Entre os caminhos possíveis para mitigar esses impactos, estão, por exemplo, ações globais e regionais, que, segundo ele, demandam maior engajamento do governo e sociedade, além do combate direto ao fogo. Neste último, estão medidas parcialmente implementadas, e que demandam continuidade ou expansão.

“A ocorrência de fogos descontrolados vem de uma combinação perversa de eventos locais, regionais e globais. Enquanto o efeito local pode ser endereçado, ao reduzir e combater os focos, os efeitos regionais vêm da redução de aporte de água, tanto das chuvas como do volume de água das nascentes que tem se reduzido”, diz o cientista.

Enquanto as mudanças climáticas globais combinadas com atividades antrópicas regionais e locais seguem sugerindo o aumento da recorrência e extensão de incêndios florestais, o pesquisador comenta que a negligência de gestores a essa realidade pode custar caro, conforme demonstra nos resultados do estudo. “Precisamos de um esforço genuíno para estabelecer objetivos positivos e gradualmente incrementá-los. As mudanças podem ser lentas e graduais, mas precisam ser constantes, resilientes e duradouras”, finaliza.

Imagem: ICMBio.

Combate direto ao fogo 

Confira abaixo as ações citadas pelo autor do estudo, que, preliminarmente, apontam efeitos positivos contra as chamas — para Barros, é difícil mensurar com precisão a magnitude dos resultados dessas medidas porque a biomassa disponível para queima no Pantanal foi reduzida em 2021, e 2022 tem sido um ano mais úmido.

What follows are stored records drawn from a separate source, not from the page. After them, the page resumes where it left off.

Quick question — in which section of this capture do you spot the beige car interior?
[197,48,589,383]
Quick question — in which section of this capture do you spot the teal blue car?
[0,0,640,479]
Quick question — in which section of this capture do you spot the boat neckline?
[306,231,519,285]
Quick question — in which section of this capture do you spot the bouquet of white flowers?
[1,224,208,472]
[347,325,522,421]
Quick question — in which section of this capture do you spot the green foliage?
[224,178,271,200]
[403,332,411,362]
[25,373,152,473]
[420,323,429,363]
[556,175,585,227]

  • Monitoramento contínuo para detecção preventiva do risco e de eventos de fogo (através da informação de sensoriamento remoto chegando aos brigadistas in situ);
  • Estabelecimento de brigadas de incêndio em locais estratégicos (em operação contínua);
  • Programas de educação da comunidade local com foco no manejo correto do fogo;
  • Fiscalização efetiva das políticas (para restrição e uso correto) do fogo;
  • Implementação de um centro de recuperação da vida selvagem acometida por danos do fogo.